For even longer I have loved a lovely taller pink one, Hebe Watson’s Pink, another plant only available from the excellent plant stall at Kiftsgate garden. There, it has always been hardy. It is now dead to ground level.
I well remember 1982. After the bitter winter many shrubs did not look alive until late May. The first test to try is whether the stems show any inner green when you scrape a bit or cut into them with secateurs. If they do they will probably revive: exceptions are shrubby potentillas and cistuses, which can look brown inside but still be alive. If the top growth is all dead, penstemons, hebes and so forth will sometimes reshoot from below ground level, so leave all the dead top growth for the moment and reassess progress or not in early May.

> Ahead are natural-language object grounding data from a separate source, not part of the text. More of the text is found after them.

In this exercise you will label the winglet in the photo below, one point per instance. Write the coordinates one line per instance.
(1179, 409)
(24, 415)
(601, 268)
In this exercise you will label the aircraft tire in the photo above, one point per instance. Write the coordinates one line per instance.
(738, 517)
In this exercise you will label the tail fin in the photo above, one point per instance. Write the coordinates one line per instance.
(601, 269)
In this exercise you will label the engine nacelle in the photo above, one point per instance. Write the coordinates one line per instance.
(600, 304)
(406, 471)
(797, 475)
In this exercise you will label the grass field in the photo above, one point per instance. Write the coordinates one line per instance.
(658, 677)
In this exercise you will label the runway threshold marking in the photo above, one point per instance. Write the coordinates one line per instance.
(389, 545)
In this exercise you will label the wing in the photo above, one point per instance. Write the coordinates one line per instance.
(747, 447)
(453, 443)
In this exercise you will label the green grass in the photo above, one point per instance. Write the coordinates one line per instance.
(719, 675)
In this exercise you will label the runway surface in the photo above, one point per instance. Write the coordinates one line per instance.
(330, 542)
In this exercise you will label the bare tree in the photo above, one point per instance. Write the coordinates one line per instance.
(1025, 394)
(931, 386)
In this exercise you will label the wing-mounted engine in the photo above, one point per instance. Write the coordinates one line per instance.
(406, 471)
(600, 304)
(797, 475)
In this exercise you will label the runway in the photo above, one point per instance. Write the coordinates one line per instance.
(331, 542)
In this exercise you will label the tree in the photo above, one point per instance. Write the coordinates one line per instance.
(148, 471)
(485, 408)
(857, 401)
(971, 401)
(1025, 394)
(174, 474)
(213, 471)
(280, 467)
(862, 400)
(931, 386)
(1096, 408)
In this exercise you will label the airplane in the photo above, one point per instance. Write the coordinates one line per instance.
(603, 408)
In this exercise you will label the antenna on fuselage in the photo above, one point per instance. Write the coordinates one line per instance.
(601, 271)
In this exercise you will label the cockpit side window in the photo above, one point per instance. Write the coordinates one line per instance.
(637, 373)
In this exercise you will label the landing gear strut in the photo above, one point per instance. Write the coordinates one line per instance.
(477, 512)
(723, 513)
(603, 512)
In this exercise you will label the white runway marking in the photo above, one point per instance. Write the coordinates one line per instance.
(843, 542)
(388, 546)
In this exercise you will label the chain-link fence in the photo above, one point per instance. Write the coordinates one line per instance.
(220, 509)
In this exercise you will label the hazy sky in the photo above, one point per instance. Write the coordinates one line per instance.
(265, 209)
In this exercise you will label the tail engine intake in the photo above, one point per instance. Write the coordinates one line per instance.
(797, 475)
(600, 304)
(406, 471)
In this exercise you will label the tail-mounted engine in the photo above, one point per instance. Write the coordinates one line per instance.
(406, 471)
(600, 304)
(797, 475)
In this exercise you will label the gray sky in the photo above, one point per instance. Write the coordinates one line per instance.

I doubt if white-flowered gauras or any of the hardyish fuchsias will reappear then from below ground. It is wiser to buy replacements now if you see them on sale. They will have been bought up by May, for sure.
Wait, watch and expect the worst. I have grave misgivings about less hardy varieties of agapanthus and have written off marginal verbenas and myrtles. Dieramas, those beauties with grassy leaves and arching stems of flower, are harder to judge. The grassy leaves often go brown in winter but fresh green growth remerges: I will wait and see. I have more hopes of well-chosen pokers, members of the kniphofia family. They have lost all their grassy top growth but look as if they will shoot anew.
Looking at last year’s photos, I can see how my garden in late June looked particularly lovely because it was full of plants I could never have risked in the 1980s. It was like a 2021 portfolio full of tech stocks. It is now thrown back on old staples, phloxes, pulmonarias, hellebores, magnolias and prunus trees.
It is a necessary lesson for newish gardeners, especially those gained in 2020’s lockdowns. The boundaries of hardiness have not permanently shifted, however much the general climate warms. Short sharp shocks sort out the over optimistic. Enjoy past photos, put them behind you and replant as soon as a loss is certain. Deaths are opportunities.